Who thinks sushi is one dish?
Sushi is a whole cuisine.
So how is bringing up Jiro, who has mastered a cuisine, and then asking if mastering a cuisine makes you a great chef, confusing?
It's only confusing if you think sushi is one dish, which is apparently an assumption BMX made.
His first post was literally telling you it's not one dish. Your post was poorly constructed. You went from talking about the people on Street Foods and questioning whether or not they could be considered a great chef, because they cook the same thing over and over again and then said on the other hand Jiro is considered a great chef. The delineation could have been that Jiro understands a whole cuisine (sushi) and therefore can be considered a great chef, or you could have misunderstood that sushi was tantamount to what these street vendors do and giving him as an example of a world renowned chef despite only creating one dish. Y'all are on the same page now, just accept that your post wasn't clear.
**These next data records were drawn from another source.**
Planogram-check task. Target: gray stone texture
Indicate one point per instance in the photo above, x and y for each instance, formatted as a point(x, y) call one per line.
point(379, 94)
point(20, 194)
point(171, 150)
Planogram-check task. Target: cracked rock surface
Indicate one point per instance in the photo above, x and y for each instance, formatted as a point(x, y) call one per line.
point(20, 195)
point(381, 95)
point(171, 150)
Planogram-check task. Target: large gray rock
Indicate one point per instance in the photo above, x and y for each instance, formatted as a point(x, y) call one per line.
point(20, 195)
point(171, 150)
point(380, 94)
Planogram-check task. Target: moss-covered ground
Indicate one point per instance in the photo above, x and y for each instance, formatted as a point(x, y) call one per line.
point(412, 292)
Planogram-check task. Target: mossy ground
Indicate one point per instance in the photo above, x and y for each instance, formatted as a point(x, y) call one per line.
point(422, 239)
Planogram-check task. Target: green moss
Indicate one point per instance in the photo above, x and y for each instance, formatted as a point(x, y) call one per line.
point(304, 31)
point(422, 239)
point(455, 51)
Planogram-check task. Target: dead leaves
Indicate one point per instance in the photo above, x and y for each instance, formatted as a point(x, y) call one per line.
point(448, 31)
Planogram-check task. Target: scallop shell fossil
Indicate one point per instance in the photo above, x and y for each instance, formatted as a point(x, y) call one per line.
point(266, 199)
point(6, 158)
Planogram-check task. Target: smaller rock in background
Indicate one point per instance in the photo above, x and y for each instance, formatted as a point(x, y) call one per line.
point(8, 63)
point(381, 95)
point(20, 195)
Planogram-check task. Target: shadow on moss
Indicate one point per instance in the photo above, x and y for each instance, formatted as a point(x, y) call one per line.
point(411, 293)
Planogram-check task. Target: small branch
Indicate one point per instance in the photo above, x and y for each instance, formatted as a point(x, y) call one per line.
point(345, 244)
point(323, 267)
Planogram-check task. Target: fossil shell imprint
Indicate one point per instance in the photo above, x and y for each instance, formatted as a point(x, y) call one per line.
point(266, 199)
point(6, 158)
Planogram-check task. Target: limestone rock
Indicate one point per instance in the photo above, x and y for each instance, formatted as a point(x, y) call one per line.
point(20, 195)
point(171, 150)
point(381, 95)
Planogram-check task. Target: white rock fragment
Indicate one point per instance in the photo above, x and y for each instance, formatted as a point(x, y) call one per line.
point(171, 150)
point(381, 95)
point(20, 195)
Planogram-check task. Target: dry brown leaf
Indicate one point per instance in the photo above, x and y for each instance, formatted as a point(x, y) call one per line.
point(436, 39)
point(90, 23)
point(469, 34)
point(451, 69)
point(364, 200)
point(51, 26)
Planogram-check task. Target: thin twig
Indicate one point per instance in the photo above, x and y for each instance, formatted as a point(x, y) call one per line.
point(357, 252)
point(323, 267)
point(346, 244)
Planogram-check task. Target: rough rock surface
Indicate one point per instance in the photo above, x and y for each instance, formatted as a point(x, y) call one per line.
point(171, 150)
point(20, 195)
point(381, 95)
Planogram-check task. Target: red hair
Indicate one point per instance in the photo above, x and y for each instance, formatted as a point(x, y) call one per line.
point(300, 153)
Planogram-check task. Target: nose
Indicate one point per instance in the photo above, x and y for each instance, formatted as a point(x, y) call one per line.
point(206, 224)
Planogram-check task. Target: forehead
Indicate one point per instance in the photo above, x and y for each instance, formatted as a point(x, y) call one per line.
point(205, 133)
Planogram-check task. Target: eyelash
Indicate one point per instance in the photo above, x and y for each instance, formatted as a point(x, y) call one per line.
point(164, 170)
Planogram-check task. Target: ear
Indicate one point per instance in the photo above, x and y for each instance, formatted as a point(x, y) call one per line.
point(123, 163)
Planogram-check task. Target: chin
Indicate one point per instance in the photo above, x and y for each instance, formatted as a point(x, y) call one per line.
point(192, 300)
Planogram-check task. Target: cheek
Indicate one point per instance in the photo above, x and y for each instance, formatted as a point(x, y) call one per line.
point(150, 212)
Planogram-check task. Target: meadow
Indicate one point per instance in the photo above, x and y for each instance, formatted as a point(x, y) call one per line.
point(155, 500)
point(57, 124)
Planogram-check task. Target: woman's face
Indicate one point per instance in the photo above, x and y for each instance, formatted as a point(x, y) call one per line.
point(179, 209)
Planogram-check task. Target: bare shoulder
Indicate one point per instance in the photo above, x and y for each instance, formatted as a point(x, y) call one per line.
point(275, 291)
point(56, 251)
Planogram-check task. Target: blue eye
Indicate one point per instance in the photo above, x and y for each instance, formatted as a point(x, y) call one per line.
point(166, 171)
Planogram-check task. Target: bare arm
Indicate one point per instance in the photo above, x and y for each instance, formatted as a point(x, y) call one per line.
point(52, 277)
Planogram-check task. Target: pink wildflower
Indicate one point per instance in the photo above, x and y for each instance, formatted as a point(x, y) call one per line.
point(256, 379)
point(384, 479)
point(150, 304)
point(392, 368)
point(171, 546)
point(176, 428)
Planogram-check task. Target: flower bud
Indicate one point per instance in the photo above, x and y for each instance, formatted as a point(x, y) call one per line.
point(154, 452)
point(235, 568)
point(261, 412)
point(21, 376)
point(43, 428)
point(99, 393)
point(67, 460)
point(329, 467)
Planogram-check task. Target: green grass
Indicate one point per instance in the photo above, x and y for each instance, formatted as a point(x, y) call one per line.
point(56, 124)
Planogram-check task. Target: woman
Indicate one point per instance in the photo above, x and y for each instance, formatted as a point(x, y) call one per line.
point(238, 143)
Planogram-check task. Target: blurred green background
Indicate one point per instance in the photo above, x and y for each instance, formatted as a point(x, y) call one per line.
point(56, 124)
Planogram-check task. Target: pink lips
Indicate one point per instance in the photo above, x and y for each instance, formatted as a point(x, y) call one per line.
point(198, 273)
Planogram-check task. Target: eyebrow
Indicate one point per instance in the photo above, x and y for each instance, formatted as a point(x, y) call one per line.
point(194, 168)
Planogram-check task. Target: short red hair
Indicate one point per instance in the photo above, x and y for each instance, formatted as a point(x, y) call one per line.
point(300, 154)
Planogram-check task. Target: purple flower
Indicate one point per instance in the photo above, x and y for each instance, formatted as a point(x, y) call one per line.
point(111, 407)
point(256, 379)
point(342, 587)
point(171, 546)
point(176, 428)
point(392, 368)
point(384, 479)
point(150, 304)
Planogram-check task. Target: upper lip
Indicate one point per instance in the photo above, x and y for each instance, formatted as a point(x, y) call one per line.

Bourdain never took a trip to Flavor Town or made a Cheesy Bacon Cheeseburger for TGIFriday's (a bacon cheeseburger with a slab of fried provolone on it). That's the difference between Fieri and Bourdain. Fieri is great at what he does, but what he does would never be confused with being intellectual. He's an infomercial for locally owned businesses, which is a great thing. He's also a caricature that Bourdain found annoying and he found his food to be the epitome of American excess, and it is.
A chef and a cook are not the same thing. A chef develops a menu, manages other cooks and generally doesn't repetitiously create the same thing over and over. A cook is like a mechanic and a chef is like a car designer and the CEO of a car company rolled into one person, both can be great at making food, but one does it at a higher, more complex, more creative level. To be a
great chef you generally have to come up with new techniques or a new approach to food, not mastering the techniques that have already been established.
So no, street food vendors, in general, won't be considered a great chef.